Annie’s approval was enough to get the rest of the team on board—and Drew knew that would be the case. Annie knew how everything worked together to make Missionnovation happen. Kevin might have sensed a warm, mutual respect between them, but he was pretty sure it didn’t extend beyond the professional. Kevin’s remark still baffled him. He needed Annie, but not in the way Kevin thought. If Annie decided they could survive without Drew on-site, everyone else would follow her lead.
He was far less clear about the subject of Janet Bishop, however. The only thing he knew for sure was that he had to set things right with her before he took one step out of Middleburg.
Chapter Thirteen
Drew found Janet sitting on the floor at the back of the cleaning products aisle, pricing a case of spray bottles with a marker. He loved that about this place. The store was cluttered, but in an organized, “got everything you’ll ever need” kind of way. It had character and individuality.

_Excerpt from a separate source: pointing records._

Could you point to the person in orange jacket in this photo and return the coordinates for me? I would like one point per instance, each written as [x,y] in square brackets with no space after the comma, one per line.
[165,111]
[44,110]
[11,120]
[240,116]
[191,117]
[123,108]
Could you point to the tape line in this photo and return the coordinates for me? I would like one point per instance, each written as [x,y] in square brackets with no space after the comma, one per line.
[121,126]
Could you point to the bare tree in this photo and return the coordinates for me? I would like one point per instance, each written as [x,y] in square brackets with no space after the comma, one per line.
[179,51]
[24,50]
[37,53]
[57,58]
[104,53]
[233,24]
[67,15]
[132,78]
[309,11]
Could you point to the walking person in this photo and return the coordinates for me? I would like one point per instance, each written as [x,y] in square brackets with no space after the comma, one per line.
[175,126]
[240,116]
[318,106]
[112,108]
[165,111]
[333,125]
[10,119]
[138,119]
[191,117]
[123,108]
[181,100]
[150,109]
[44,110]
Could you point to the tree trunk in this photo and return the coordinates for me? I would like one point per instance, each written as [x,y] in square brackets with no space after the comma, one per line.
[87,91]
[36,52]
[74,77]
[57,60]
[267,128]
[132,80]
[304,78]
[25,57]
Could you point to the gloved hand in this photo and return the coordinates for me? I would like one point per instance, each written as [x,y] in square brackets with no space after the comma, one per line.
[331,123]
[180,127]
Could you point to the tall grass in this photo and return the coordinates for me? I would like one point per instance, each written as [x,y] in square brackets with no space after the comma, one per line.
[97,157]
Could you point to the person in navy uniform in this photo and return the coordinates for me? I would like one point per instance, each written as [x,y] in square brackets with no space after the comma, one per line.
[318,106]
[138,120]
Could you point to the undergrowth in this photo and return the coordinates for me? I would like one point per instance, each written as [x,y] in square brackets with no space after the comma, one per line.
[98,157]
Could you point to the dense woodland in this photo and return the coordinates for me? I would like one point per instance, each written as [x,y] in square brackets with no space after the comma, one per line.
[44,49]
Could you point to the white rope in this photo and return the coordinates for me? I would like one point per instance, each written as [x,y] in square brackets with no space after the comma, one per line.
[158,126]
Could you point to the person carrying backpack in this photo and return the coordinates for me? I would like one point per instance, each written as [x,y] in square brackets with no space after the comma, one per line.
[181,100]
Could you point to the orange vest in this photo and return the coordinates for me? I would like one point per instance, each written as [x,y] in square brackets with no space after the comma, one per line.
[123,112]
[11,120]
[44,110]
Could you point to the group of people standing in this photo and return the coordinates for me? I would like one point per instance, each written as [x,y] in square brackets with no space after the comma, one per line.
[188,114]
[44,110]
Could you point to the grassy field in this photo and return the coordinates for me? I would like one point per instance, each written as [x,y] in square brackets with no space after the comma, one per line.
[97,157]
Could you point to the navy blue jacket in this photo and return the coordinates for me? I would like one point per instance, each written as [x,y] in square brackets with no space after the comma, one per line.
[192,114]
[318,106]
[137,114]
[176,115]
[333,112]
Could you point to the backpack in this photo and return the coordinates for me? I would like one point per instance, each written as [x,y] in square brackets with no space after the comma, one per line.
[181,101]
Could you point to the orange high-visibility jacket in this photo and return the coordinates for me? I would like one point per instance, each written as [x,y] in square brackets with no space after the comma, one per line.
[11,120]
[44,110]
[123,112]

Narrow aisles lined with wooden bins and a real counter, not a check-out aisle. No bar codes, no price tags—everything had a price written on it by hand. By her, he guessed, for every product was priced with the neatly drawn numbers one generally attributes to artists or engineers. A sharp but decidedly feminine script.
He tucked his hands in his pockets and stood there until she looked up from her task. He didn’t know what to make of her expression. It was softer than the glare she’d given him when he first arrived in Middleburg, but it was far harder than the looks she’d given him over pie at Deacon’s Grill. “Hey,” he said, oddly tongue-tied for a further greeting.
“’Afternoon,” she said, picking up another spray can. “Your blue paint came in. I had Emily look it over just as a precaution.”
All business. He supposed he deserved no less. “Thanks for that.”
She priced the can and picked up another without looking up. Drew moved over and sat down a foot or two away from her. “Look, I messed up. I knew better than to push like that. That’s not the way God is supposed to work, and it’s my fault, not His. Missionnovation invades enough as it is—it’s not supposed to be shoved personally down your throat like that. I’m asking you to forgive my thoughtlessness and let us start over for the sake of the preschool. Can we do that?”
Her pen stilled but she didn’t look up. He waited, saying a prayer that God could cover his dumb mistake and make things right between them. He needed Janet’s cooperation if this thing was going to come off well. He needed Janet’s forgiveness for a whole other bunch of reasons.
“Yes,” she said, finally looking up. Her eyes were softer now, but still very cautious. “We can do that.”
Drew started to say something clever and charming to cover the moment, but stopped himself. “Thank you,” he said simply, and turned to go.
“Drew,” she called as he started down the aisle.
He turned.
“Vern has your paint up by the counter. Why don’t you ask Emily and Gil to come help you paint the door? Might go a long way with those two.” She nodded, and the faintest hint of a smile found its way to the corners of her mouth.
“Brilliant idea. I’ll do that.”
That night, Janet dropped her mother off at the prayer meeting after they’d had dinner together. After the unavoidable “you’re sure you won’t stay?” pleading, Janet let her mother out of the car and pulled her Jeep up over the hill towards home. Her cell phone slid and fell between the seat, and she had to stop the car to reach down and fetch it back. At that moment, she heard the sounds of the prayer meeting floating out into the night.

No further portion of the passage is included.